A medical device does not achieve its principal intended action in or on the human body by pharmacological, immunological or metabolic means, but may be assisted in its function by such means.
A medical device may not be placed on the market of a Member State unless it is appropriately CE marked which indicates its conformity with the provisions of the medical device regulations.
Current issues in this Sector
Managing regulatory compliance
All stages of the product life-cycle, from research and development through manufacturing and marketing of products, are governed by multiple regulations both at national and European level and the number of regulations are continuously increasing. Non-compliance can cost a company their reputation and a lot of money due to fines, complaints, recalls, additional audits and more. In the wake of the recent and widely reported defective silicone gel breast implants and hip replacement products new, more stringent, regulations have already been proposed by the European Commission in order to ensure an adequate legal framework to guarantee the safety of medical technology, especially for high-risk devices.
Supply chain control mechanism and identification/traceability (Unique Device Identification (UDI))
Monitoring and keeping track of devices placed on the European Union’s (EU’s) ‘borderless’ market is always a challenge. The mandatory information to be input into databases (i.e. EUDAMED) by Notified Bodies, Manufacturers, Authorised Representatives, Importers, Distributors and Member States is increasing. EUDAMED, the central registration database, will reduce the administrative burden on manufacturers by removing diverging national registration requirements and thus reducing compliance costs.
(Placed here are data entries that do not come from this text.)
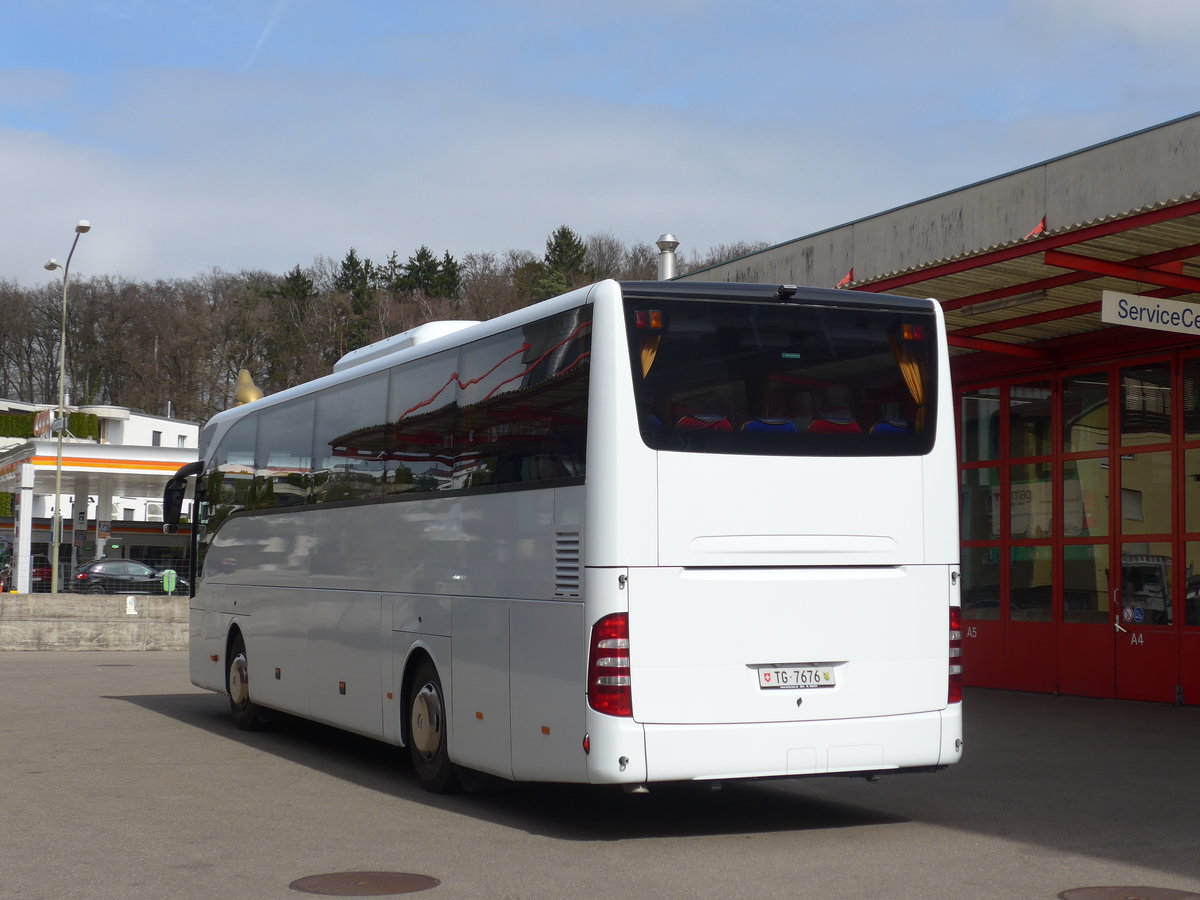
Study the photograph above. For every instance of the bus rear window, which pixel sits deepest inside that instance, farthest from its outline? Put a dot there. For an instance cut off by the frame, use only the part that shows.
(791, 379)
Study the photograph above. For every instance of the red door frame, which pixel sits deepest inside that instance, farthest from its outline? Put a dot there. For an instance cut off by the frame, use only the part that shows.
(1156, 663)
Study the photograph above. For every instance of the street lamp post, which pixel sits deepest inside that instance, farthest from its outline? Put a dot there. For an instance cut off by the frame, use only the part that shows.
(57, 529)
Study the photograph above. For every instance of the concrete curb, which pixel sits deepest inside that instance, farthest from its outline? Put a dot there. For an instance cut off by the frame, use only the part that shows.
(91, 622)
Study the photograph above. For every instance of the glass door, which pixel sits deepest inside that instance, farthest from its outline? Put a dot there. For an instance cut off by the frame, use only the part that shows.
(1144, 460)
(1086, 652)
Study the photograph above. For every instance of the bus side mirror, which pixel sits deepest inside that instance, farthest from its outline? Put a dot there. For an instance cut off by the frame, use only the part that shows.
(173, 504)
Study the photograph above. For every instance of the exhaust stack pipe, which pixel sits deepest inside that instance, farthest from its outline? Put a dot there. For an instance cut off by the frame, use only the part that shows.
(666, 245)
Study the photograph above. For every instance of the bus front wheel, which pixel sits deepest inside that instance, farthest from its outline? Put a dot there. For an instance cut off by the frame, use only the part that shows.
(241, 707)
(427, 731)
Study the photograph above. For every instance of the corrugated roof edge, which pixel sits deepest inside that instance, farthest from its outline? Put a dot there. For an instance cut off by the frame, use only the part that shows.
(1005, 245)
(947, 193)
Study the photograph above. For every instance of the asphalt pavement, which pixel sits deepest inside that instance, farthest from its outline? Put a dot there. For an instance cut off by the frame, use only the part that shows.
(118, 779)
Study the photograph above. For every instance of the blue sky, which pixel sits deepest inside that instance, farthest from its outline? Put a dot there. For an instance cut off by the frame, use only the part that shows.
(267, 133)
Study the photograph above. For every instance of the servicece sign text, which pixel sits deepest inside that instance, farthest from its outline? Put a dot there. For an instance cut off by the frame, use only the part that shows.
(1144, 312)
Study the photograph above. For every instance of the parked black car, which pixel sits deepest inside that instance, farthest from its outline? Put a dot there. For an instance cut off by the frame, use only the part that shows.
(121, 576)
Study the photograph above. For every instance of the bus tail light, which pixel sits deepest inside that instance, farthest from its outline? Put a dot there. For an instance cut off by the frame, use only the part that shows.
(954, 694)
(609, 683)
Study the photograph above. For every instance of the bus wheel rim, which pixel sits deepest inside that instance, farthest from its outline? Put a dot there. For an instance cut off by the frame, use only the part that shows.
(426, 721)
(239, 682)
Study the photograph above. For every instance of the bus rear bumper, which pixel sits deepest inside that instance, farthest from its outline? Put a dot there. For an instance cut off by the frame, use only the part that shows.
(918, 741)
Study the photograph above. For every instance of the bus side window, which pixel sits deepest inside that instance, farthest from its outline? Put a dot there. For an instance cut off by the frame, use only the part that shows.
(419, 444)
(522, 408)
(351, 438)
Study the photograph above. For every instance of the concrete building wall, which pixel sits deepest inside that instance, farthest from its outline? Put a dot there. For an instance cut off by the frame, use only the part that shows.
(1129, 173)
(85, 622)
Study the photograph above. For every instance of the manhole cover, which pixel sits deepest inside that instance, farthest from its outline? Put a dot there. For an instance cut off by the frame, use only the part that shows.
(364, 883)
(1127, 893)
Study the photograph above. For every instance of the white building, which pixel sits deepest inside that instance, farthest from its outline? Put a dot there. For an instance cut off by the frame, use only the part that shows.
(114, 478)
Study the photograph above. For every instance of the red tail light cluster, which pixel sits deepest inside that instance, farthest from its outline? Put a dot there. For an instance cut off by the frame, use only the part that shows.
(609, 684)
(954, 694)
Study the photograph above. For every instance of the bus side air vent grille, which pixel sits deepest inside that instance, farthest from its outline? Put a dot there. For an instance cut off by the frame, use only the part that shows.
(567, 565)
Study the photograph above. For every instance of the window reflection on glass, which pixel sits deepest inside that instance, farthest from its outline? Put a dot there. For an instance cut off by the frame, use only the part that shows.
(979, 498)
(1192, 399)
(421, 415)
(351, 424)
(1085, 498)
(1192, 587)
(1030, 583)
(231, 474)
(981, 424)
(522, 403)
(1146, 583)
(1146, 493)
(283, 460)
(981, 582)
(1029, 419)
(1145, 405)
(1192, 490)
(1031, 501)
(1085, 413)
(1086, 583)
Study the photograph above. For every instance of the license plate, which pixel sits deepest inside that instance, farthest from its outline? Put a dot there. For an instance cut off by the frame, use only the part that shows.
(796, 677)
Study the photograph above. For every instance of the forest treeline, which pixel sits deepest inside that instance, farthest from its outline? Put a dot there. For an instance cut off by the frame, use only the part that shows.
(175, 346)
A UDI system is an additional labelling requirement for medical devices to provide early detection of defective devices and facilitate device recalls, thereby enhancing patient safety and reducing medical errors. This system will become mandatory as part of the new Medical Device and In Vitro Diagnostic (IVD) Regulations.
Notified Body intervention
Medical devices are not subject to any pre-market authorisation by a regulatory authority but to a conformity assessment which, for medium and high risk devices, involves an independent third party, known as a ‘notified body’. Oversight and control of notified bodies is vital to ensure a high level of patient safety and confidence in the regulatory system, especially in the assessment of the manufacturers’ clinical evaluation. Under the new proposed Medical Device Regulations a new scrutiny system is introduced, to review the notified body’s preliminary assessments of manufacturer files for high-risk, innovative devices. At the same time notified body oversight of manufacturers will be significantly strengthened including unannounced factory inspections and sample testing.
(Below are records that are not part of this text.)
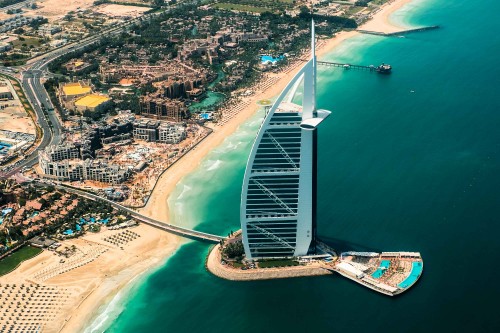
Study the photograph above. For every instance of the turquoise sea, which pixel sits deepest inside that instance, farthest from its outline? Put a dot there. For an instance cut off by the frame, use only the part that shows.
(408, 161)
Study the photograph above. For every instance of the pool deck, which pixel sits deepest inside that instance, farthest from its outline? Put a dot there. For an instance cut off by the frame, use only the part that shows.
(404, 271)
(398, 269)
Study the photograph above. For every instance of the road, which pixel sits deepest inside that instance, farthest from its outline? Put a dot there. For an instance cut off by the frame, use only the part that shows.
(30, 79)
(16, 5)
(188, 233)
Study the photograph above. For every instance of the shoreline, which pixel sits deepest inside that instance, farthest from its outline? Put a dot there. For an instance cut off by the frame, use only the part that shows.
(110, 281)
(213, 265)
(157, 205)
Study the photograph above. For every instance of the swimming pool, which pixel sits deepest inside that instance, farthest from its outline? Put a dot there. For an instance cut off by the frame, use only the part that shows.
(4, 148)
(416, 270)
(265, 59)
(384, 265)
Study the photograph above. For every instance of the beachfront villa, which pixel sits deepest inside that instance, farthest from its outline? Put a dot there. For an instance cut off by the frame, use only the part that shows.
(278, 203)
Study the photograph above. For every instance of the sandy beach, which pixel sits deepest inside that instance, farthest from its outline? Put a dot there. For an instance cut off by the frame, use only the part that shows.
(381, 22)
(97, 282)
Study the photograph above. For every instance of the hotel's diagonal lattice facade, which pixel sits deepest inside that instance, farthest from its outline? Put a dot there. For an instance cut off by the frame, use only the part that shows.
(278, 213)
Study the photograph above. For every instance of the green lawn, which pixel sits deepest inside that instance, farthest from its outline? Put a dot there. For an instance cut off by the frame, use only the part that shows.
(277, 263)
(243, 8)
(24, 253)
(28, 41)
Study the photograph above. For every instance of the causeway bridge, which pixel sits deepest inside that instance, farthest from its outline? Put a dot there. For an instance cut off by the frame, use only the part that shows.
(184, 232)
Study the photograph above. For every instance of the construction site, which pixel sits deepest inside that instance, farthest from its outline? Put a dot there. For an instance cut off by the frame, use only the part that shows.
(120, 159)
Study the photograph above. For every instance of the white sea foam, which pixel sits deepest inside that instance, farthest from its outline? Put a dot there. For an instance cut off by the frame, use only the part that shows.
(110, 312)
(185, 189)
(215, 165)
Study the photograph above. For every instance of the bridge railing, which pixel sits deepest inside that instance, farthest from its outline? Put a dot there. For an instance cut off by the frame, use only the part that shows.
(159, 224)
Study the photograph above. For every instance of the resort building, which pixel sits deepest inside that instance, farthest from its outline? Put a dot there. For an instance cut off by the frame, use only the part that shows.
(278, 201)
(163, 108)
(155, 131)
(5, 92)
(65, 164)
(69, 92)
(58, 153)
(92, 102)
(168, 133)
(146, 129)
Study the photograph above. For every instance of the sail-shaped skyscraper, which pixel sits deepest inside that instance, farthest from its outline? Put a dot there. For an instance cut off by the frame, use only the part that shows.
(278, 201)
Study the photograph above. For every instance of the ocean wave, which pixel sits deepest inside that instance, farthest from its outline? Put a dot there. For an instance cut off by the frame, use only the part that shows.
(106, 317)
(215, 165)
(185, 189)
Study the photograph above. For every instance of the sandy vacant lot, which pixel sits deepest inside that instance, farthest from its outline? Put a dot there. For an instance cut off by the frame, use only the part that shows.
(120, 10)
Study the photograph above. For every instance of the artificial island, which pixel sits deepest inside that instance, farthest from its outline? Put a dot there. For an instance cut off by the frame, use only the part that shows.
(106, 107)
(279, 236)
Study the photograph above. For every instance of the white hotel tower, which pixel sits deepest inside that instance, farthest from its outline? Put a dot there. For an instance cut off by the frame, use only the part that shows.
(278, 200)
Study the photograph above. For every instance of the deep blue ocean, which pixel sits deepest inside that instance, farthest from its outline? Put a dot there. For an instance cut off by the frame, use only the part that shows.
(407, 161)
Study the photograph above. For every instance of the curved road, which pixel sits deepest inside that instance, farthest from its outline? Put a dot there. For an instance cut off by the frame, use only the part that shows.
(31, 84)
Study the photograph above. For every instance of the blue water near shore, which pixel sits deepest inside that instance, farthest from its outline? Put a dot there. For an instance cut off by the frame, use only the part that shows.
(408, 161)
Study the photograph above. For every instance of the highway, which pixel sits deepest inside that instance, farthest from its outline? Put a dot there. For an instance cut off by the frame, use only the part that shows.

Difficulties to be avoided
Regulatory Strategy and Classification
The medical device market changes frequently in terms of technology, risk potential, marketing and reimbursement. Lack of adequate planning and regulatory strategy (regulatory roadmap) for a chosen market(s) can cause higher development costs and unexpected delays resulting in a longer development cycle. In view of the diverse nature of the devices and technological progress in this field, the borderline classification between, for example, medicinal products and medical devices is sometimes difficult to draw due to hybrid technologies. It is therefore paramount to ensure that the product to be developed is correctly classified within each jurisdiction and therefore the route to market strategy appropriate. The classification system of in vitro diagnostics will be significantly changed by the new IVD regulations.
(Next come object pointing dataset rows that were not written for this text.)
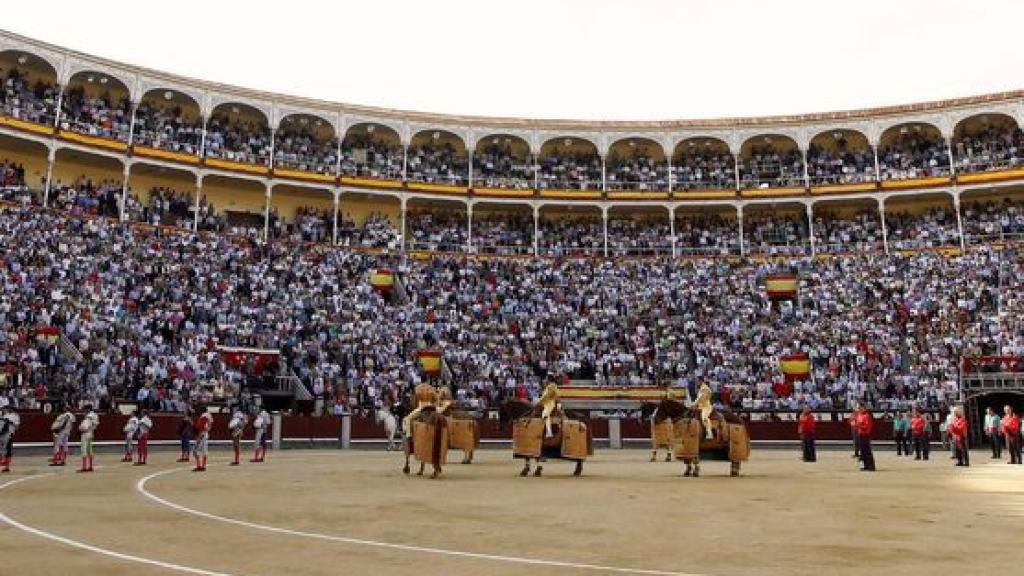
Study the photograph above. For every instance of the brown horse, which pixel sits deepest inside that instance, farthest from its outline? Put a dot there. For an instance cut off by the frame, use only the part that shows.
(464, 433)
(571, 439)
(427, 441)
(662, 415)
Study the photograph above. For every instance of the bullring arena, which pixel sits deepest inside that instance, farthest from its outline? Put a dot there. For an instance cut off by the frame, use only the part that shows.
(752, 345)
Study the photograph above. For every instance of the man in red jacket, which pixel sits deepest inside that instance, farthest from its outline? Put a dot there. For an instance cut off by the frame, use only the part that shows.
(805, 427)
(864, 425)
(957, 430)
(921, 432)
(1011, 427)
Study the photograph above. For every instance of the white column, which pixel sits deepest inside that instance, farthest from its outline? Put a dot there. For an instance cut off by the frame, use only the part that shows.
(266, 215)
(882, 217)
(124, 193)
(739, 220)
(337, 206)
(810, 229)
(199, 193)
(537, 231)
(960, 218)
(604, 220)
(50, 159)
(469, 228)
(672, 230)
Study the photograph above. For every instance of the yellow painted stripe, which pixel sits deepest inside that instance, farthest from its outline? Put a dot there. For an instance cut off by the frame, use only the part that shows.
(914, 182)
(302, 175)
(93, 140)
(26, 125)
(237, 166)
(165, 155)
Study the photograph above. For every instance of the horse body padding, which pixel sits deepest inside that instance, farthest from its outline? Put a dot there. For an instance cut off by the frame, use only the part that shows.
(687, 435)
(662, 435)
(463, 434)
(527, 438)
(576, 442)
(430, 442)
(739, 443)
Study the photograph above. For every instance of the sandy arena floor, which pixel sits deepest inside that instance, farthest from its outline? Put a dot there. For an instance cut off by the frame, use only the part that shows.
(353, 512)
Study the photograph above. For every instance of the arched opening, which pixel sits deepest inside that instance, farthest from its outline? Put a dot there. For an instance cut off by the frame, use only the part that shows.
(503, 161)
(369, 221)
(96, 105)
(301, 214)
(239, 132)
(306, 144)
(169, 120)
(436, 225)
(233, 206)
(86, 183)
(569, 163)
(637, 164)
(640, 231)
(987, 142)
(776, 230)
(848, 225)
(503, 229)
(23, 170)
(913, 150)
(702, 164)
(770, 161)
(570, 231)
(707, 232)
(437, 157)
(161, 196)
(995, 215)
(372, 151)
(927, 220)
(30, 87)
(840, 157)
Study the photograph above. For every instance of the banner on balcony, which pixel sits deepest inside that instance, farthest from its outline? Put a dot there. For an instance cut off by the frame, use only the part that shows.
(382, 279)
(781, 286)
(796, 366)
(430, 362)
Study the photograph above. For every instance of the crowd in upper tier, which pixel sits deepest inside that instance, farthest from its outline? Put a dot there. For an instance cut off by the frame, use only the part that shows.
(144, 313)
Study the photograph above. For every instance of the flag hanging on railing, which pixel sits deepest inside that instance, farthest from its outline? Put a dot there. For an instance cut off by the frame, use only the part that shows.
(796, 366)
(781, 286)
(430, 362)
(382, 279)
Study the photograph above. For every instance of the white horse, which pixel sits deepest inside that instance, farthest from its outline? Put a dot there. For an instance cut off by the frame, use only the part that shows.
(384, 416)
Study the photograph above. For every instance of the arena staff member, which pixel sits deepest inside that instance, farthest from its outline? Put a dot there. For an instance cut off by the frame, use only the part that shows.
(806, 427)
(1011, 426)
(144, 425)
(865, 425)
(957, 432)
(921, 429)
(238, 426)
(130, 429)
(992, 426)
(8, 425)
(88, 429)
(61, 434)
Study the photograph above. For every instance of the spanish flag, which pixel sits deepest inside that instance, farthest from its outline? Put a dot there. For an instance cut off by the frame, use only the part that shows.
(781, 286)
(382, 279)
(796, 365)
(430, 361)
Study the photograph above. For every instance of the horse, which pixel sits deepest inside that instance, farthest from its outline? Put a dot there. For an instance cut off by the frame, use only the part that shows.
(390, 421)
(662, 415)
(464, 433)
(427, 440)
(729, 440)
(528, 443)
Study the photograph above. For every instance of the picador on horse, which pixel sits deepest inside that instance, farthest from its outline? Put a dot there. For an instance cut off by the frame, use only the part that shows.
(544, 429)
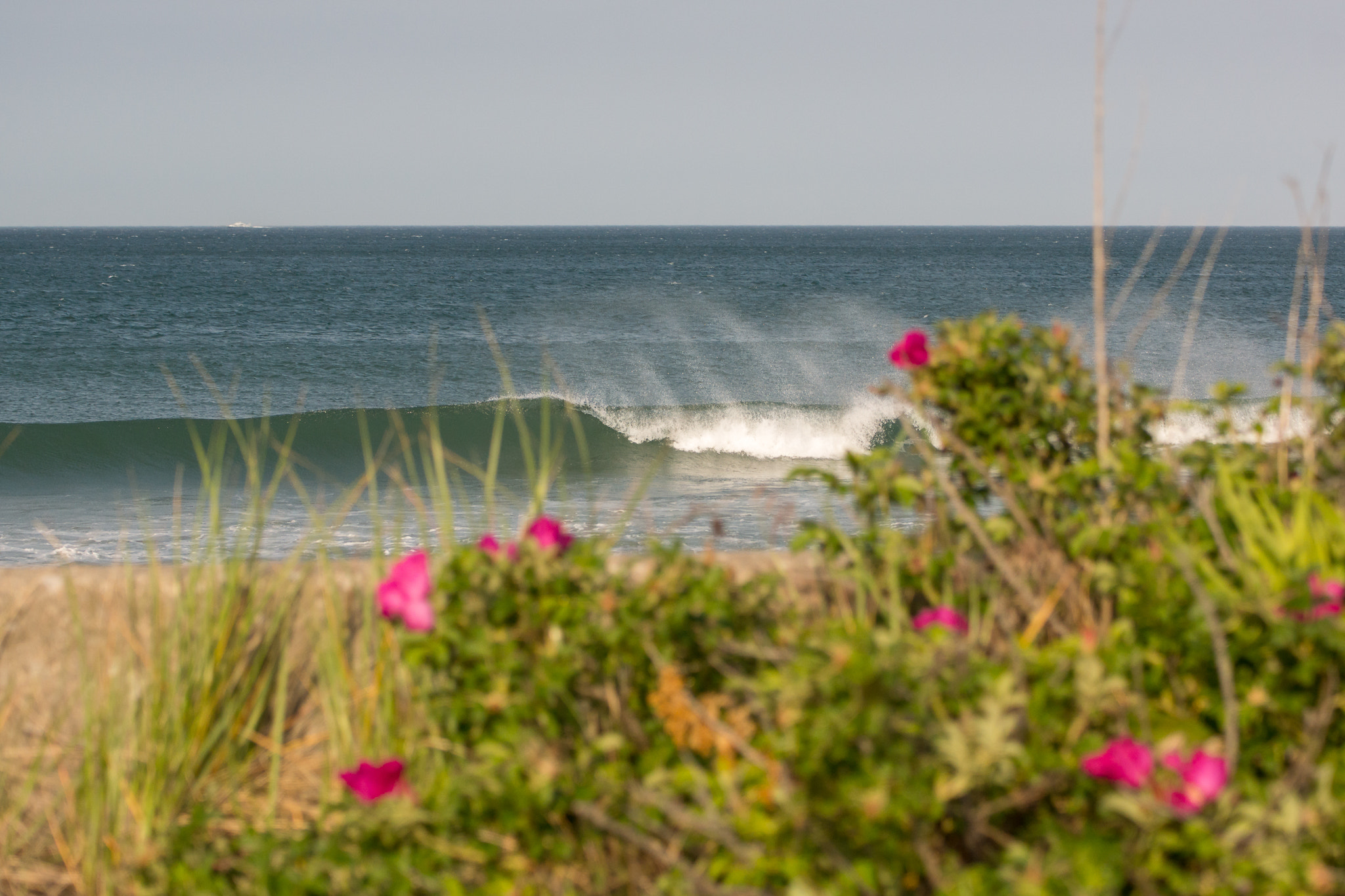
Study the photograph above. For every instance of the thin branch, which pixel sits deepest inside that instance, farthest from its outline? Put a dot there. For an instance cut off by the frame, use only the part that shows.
(1286, 390)
(1223, 664)
(1156, 305)
(1193, 317)
(1204, 500)
(1099, 241)
(713, 829)
(1136, 273)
Since the amendments to directive 93/42/EEC in March 2010 (via directive 2007/47/EC) all medical devices, regardless of risk or classification, must include a clinical evaluation (analysis of clinical data from clinical investigation, clinical experience and/or clinical literature review) in accordance with Annex X to demonstrate conformity with the essential requirements. Clinical data must be sufficient and of an appropriate quality & quantity to demonstrate safety, performance, risk benefit analysis and support of labelling claims for the device in question. Clinical literature and data from equivalent devices is critical to include in an evaluation, even if a clinical investigation is performed. The clinical evaluation is a standalone document and must be actively updated (future device changes, amendments, post-market clinical follow-up, vigilance, etc.).
Where a device incorporates, as an integral part, a medicinal product which is liable to act upon the body with action ancillary to that of the device, the quality, safety and usefulness of the substance must be verified by analogy with the methods specified in Annex I to Directive 2001/83/EC. Regulatory and clinical strategy should incorporate additional activities, resources and timelines for the drug component including drug agency interaction (scientific advice) and review times.